[hibernate-dev] HSEARCH - Different analyzers for Indexing and Querying

Thu Aug 22 07:40:24 EDT 2013

Hi Emmanuel,

On Wed, Aug 21, 2013 at 5:20 PM, Emmanuel Bernard
<emmanuel at hibernate.org> wrote:
> Can you explain to me why you would need a different analyzer for a
> wildcard query? My brain is still tanning on the beach.

Well, it's the Lucene way. Wildcard queries are usually not analyzed
(see QueryParser or what you've done in Hibernate Search to be
consistent with Lucene).

The reason often mentioned is that you can have analyzers removing *
and ? which could be quite annoying for wildcard queries...

Apart from the filtering, you might also want a different tokenizer
for wildcard queries.

The fact is that you HAVE to "analyze" your search terms to have
results.

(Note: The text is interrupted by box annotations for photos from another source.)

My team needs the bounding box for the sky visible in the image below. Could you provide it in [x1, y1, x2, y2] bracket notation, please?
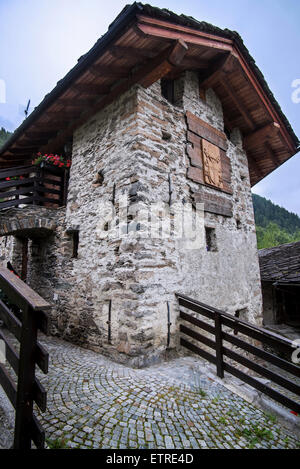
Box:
[0, 0, 300, 215]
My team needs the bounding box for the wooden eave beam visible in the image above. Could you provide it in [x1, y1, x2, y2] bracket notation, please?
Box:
[138, 39, 188, 88]
[71, 83, 110, 96]
[40, 41, 187, 152]
[109, 46, 157, 59]
[136, 15, 233, 51]
[199, 53, 233, 89]
[179, 57, 210, 70]
[244, 122, 280, 150]
[136, 15, 297, 155]
[89, 64, 130, 80]
[264, 142, 281, 168]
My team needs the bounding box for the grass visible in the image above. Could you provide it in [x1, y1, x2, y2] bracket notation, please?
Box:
[46, 437, 68, 449]
[242, 425, 273, 448]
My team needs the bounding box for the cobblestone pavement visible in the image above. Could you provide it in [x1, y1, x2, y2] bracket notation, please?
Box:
[31, 338, 300, 449]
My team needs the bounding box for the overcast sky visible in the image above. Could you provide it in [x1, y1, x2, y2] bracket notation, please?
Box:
[0, 0, 300, 215]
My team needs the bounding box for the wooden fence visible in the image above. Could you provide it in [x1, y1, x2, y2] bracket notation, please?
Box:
[0, 267, 50, 449]
[177, 294, 300, 414]
[0, 165, 68, 209]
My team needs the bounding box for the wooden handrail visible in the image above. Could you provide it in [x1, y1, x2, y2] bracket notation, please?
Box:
[176, 294, 300, 413]
[0, 165, 68, 209]
[176, 293, 294, 348]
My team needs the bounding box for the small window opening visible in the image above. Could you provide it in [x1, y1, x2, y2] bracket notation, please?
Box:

Typically, we use analyzers to remove the accents and
lowercase the search terms:
- for a standard search, we can pass the search terms as is;
- for the wildcard and fuzzy queries, we are forced to filter the
search terms (lowercase + remove accents) before passing them to
Hibernate Search/Lucene.

That's why I thought having a specific analyzer for this might help.

> Brainstorming here we could do the following
>
> @AnalyzerDef.target
>
> enum AnalyzerTarget { ALL, INDEXING, QUERY, WILDCARD }

Instead of ALL, I would prefer DEFAULT, I think.

> But that would also change the API for the dynamic analyzer I suppose.

Yep,

> It also does not cover the @Analyzer.impl usage.

Yep.

I haven't thought thoroughly about all the consequences of this idea.
It's something which is often in our way so I thought it might be
worth it to mention it and see if people are interested in it.

If so, I can probably prototype something to check what would be the
issues to implement this change.

-- 
Guillaume